FIG. 19D shutter released, with protective cap swung down fully in accordance with FIG. 1F (situation A4);

FIGS. 20A to 20F functioning principle of the inhaler

FIG. 20A inhaler closed in accordance with FIGS. 1A, 18A and 19B (starting position.fwdarw.situation A1);

FIG. 20B inhaler open in accordance with FIG. 1F and 19D (ready for inhalation.fwdarw.situation A4);

FIG. 20C closing the inhaler (inhalation omitted.fwdarw.situation A5);

FIG. 20D closing the inhaler (inhalation incomplete.fwdarw.situation A6);

FIG. 20E inhaler closed (after incomplete inhalation.fwdarw.situation A8);

FIG. 20F inhaler closed (after completed inhalation.fwdarw.situation A7);

FIGS. 21A to 21C functioning principle of the blocking hooks

FIG. 21A blocking hooks fitted (starting position.fwdarw.situation B1);

FIG. 21B protective cap blocked when mouthpiece missing (incorrect position.fwdarw.situation B2);

FIG. 21C pivotable protective cap, with mouthpiece fitted (desired position.fwdarw.situation B3);

FIGS. 22A To 22B functioning principle of the blocking of the inhaler at an inclined position

FIG. 22A side position of the blocking balls in incorrect positioning of the inhaler;

FIG. 22B blocked inhaler;

FIGS. 23A To 23G successive construction of inhaler, persective views:

FIG. 23A lower part of housing with valve shield, valve guide and one mouthpiece half;

FIG. 23B representation in accordance with FIG. 23A, with slide rail and carriage added;

FIG. 23C representation in accordance with FIG. 23B, with dosing slide added;

FIG. 23D representation in accordance with FIG. 23C, with shutter added;

FIG. 23E representation in accordance with FIG. 23D, with protective cap added, without lower part of housing;

FIG. 23F representation in accordance with FIG. 23E, with funnel holder, funnel, funnel lid and counter added;

FIG. 23G representation in accordance with FIG. 23F, from the rear side;

FIGS. 24A to 24F alternative embodiment having mouthpiece with lip grooves;

FIG. 24A inhaler of FIG. 1F showing a mouthpiece with grooves;

FIG. 24B perspective view of the mouthpiece of FIG. 24A showing top grooves;

FIG. 24C rear perspective view of mouthpiece of FIG. 24B showing the base plate;

FIG. 24D perspective view of mouthpiece of FIG. 24B rotated 90 degrees clockwise and showing bottom grooves;

FIG. 24E external perspective of mouthpiece of FIG. 24B opened out; and

FIG. 24F internal perspective of mouthpiece of FIG. 24B opened out.

EXEMPLARY EMBODIMENT

In the text which follows, the inhaler according to the invention will be described in greater detail in terms of its construction, as well as its function, with reference to the attached drawings, and possible modifications are mentioned by way of conclusion.

The following statement applies to the whole of the description following.
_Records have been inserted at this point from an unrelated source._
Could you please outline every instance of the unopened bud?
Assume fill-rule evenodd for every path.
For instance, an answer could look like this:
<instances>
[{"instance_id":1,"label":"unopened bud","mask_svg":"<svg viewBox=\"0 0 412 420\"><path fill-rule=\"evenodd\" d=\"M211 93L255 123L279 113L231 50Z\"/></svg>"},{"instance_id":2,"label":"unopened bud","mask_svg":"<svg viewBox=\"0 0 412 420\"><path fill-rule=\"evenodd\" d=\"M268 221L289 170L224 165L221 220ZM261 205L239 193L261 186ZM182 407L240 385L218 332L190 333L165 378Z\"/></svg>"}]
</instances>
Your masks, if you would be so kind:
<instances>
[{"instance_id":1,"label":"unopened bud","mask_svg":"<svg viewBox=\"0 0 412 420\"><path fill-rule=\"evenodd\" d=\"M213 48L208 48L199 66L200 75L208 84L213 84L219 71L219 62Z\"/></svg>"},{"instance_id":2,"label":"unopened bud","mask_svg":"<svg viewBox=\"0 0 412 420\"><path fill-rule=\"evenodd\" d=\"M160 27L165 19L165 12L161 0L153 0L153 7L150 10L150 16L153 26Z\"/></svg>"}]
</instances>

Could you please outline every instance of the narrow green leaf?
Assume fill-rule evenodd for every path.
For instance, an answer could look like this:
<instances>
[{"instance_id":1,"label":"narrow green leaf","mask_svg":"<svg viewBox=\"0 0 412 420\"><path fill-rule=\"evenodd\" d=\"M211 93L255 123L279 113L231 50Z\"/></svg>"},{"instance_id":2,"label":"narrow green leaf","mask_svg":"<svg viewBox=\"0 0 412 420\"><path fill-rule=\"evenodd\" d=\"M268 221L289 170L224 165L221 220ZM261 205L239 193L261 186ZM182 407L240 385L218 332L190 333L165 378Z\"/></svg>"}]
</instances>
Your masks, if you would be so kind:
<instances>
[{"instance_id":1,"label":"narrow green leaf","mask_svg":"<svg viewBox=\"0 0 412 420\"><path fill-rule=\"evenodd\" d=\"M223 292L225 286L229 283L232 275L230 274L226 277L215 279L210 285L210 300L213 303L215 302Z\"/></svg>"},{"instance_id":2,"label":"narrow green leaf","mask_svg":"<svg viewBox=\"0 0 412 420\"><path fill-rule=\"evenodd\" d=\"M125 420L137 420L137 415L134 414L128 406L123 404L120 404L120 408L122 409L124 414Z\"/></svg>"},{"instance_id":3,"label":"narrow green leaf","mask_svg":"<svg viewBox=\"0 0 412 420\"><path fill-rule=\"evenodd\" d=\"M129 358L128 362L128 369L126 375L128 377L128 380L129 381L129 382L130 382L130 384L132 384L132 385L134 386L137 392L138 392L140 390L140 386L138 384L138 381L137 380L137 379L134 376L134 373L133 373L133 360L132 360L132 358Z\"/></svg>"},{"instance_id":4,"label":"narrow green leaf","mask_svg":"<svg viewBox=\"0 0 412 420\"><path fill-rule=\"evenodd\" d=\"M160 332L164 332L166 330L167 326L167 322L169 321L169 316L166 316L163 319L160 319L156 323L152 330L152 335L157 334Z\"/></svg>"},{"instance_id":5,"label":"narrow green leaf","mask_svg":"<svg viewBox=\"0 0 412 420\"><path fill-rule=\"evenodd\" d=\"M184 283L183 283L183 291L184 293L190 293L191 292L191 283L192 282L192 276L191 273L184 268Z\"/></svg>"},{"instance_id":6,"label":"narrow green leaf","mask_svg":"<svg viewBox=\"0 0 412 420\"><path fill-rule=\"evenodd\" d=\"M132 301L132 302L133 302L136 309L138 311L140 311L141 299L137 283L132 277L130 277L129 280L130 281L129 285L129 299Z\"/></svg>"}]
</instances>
If, for the purpose of clarity of the drawing, reference numbers are included in a figure but are not explained in the directly relevant text of the description, then reference is made to their mention in preceding figure descriptions. In the interest of intelligibility, the repeated designation of components in succeeding figures is for the most part omitted if is it clear from the drawings that the components concerned are "recurring" components.

FIGS. 1A to 1D

Externally, the inhaler according to the invention is made up of lower part 100 of the housing, the upper part 150 of the housing, and the protective cap 950. The lower part 100 of the housing and the upper part 150 of the housing have an elongate, semi-monocoque configuration. The upper part 150 has, on its top side, a fairly large opening 151 for receiving a funnel lid 680, and a window 152 through which the status of the counter can be read off. The lower part 100 of the housing and the upper part 150 of the housing are joined to one another such that a housing is obtained which is in principle closed. Grip contours 951 are provided on the outside of the protective cap 950 to permit better gripping. Grip contours, preferably designed as grip dimples 113, are also arranged on both sides of the housing, in this case extending over the lower part 100 of the housing and the upper part 150 of the housing.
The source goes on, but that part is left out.